In 2009, Keitel et al. first reported the recurrence of cholestasis after LT [23]. Several studies have subsequently reported that an inhibitory antibody against BSEP most likely causes cholestatic disease [23,24,25,26]. The complete absence of BSEP expression in the native liver is responsible for the failure to develop tolerance to BSEP. In addition, after the first transplantation, severe perfusion injury and severe graft damage have been suggested to result in the release of large amounts of BSEP protein derived from the donor graft [23]. Acute rejection episodes were recognized in one patient with BSEP deficiency (Case 3), who developed the recurrence of cholestasis after LDLT. However, there was no evidence of posttransplant complications in the other patient with BSEP deficiency (Case 4). Posttransplant development of anti-BSEP antibodies may also be associated with severe graft damage after LT. We recommend monitoring for the development of BSEP autoantibodies in patients who undergo LDLT for BSEP deficiency. With regard to donor selection for LDLT, previous reports have shown that LDLT has outcomes similar to those of LT from deceased donors [37, 38]. In Japan, the number of patients who undergo cadaverous LT is extremely low. Patients who undergo LDLT from related donors are not at high risk of failure due to PFIC-related causes [21, 22].

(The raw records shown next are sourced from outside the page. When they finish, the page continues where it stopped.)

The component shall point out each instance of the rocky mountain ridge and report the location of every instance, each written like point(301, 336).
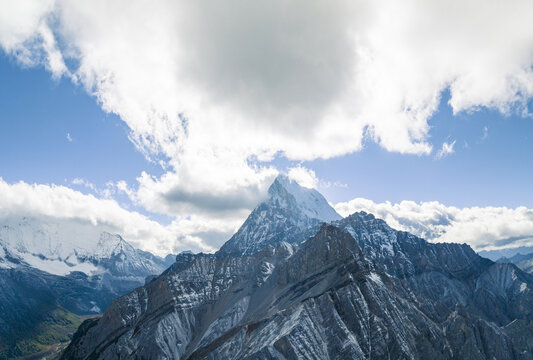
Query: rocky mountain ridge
point(42, 298)
point(355, 289)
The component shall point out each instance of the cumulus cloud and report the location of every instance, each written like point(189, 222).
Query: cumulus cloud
point(445, 150)
point(303, 176)
point(62, 204)
point(215, 90)
point(483, 228)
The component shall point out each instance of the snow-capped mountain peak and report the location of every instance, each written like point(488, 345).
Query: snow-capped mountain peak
point(289, 214)
point(309, 201)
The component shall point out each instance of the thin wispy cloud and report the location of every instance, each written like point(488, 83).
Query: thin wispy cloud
point(447, 149)
point(200, 93)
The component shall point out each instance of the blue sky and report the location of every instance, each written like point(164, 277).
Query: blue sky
point(491, 168)
point(362, 103)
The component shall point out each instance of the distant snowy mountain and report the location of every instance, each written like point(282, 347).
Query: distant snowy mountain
point(291, 213)
point(52, 273)
point(61, 248)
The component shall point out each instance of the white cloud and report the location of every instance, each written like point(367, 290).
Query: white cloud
point(485, 228)
point(485, 133)
point(447, 149)
point(213, 89)
point(53, 203)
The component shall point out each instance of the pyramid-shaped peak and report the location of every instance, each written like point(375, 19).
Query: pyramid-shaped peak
point(309, 201)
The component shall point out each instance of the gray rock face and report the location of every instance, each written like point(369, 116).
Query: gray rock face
point(353, 289)
point(30, 297)
point(524, 262)
point(327, 299)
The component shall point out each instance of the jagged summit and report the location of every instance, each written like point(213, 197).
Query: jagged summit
point(309, 201)
point(291, 213)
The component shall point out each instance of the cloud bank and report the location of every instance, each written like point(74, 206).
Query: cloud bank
point(487, 228)
point(61, 205)
point(214, 90)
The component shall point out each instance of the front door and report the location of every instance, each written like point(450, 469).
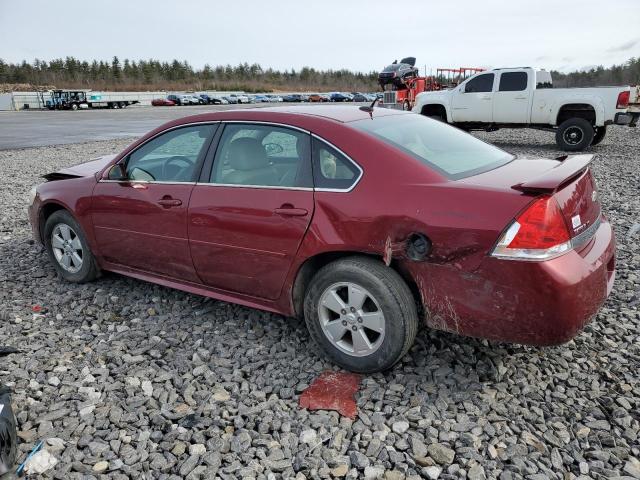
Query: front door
point(141, 222)
point(250, 212)
point(472, 101)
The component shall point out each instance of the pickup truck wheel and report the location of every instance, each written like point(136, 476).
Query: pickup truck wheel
point(599, 136)
point(574, 134)
point(361, 313)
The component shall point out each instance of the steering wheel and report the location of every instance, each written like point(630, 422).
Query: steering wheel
point(171, 170)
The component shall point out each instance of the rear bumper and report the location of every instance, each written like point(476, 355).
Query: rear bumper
point(625, 118)
point(534, 303)
point(34, 220)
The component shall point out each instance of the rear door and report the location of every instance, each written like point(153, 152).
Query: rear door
point(472, 101)
point(512, 98)
point(251, 208)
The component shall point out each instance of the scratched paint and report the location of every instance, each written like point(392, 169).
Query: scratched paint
point(332, 391)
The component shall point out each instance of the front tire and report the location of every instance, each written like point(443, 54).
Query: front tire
point(574, 134)
point(599, 135)
point(68, 248)
point(361, 313)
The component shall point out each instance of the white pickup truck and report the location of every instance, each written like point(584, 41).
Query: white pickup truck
point(524, 97)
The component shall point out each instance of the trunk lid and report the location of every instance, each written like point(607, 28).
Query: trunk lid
point(568, 179)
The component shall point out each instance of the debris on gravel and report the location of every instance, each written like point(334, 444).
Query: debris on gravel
point(127, 379)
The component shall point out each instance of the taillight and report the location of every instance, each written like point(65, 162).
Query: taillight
point(539, 233)
point(623, 100)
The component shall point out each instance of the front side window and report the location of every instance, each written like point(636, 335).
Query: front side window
point(481, 83)
point(262, 155)
point(445, 149)
point(331, 169)
point(174, 156)
point(513, 82)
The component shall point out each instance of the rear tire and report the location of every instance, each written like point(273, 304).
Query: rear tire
point(599, 135)
point(374, 322)
point(574, 134)
point(66, 243)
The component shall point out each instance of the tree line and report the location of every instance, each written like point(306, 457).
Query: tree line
point(180, 75)
point(625, 74)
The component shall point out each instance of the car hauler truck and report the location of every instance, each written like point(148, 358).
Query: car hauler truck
point(77, 99)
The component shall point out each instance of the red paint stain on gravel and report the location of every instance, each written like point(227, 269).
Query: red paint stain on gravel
point(332, 391)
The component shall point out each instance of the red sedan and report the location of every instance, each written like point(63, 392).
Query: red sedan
point(162, 102)
point(359, 220)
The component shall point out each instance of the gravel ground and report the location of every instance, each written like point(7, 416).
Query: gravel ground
point(130, 380)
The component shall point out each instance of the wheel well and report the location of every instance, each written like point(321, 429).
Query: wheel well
point(434, 110)
point(311, 266)
point(45, 212)
point(577, 110)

MDR3 and TJP2 deficiency are extremely rare, and only a few studies have reported the outcomes of LT in pediatric patients with MDR3 deficiency [20, 27,28,29,30,31] and TJP2 deficiency [13, 39]. In our cases, the clinical outcomes were good in the patients with MDR3 and TJP2 deficiency who underwent LDLT. MDR3 deficiency develops relatively late, with cholestatic symptoms developing in late infancy to adolescence [11, 12]. Previous reports showed that severe ABCB4 genotypes are generally associated with reduced liver expression levels of MDR3 and are more prevalent in children with MDR3 deficiency [28, 40]. Colombo et al. showed that in children with mutations in two ABCB4 alleles, a situation that is genetically similar to the presence of a radical mutation, there was rapid regression to terminal liver failure [28]. In our study, the patient with MDR3 deficiency presented with a homozygous mutation in the ABCB4 gene, and mutations in both alleles might have caused rapid liver failure in early childhood.

Conclusion

Although LDLT was considered an effective treatment for PFIC, the clinical courses and outcomes after LDLT were still inadequate in patients with FIC1 and BSEP deficiency. LDLT accompanied by total biliary diversion may not be as effective for patients with FIC1 deficiency.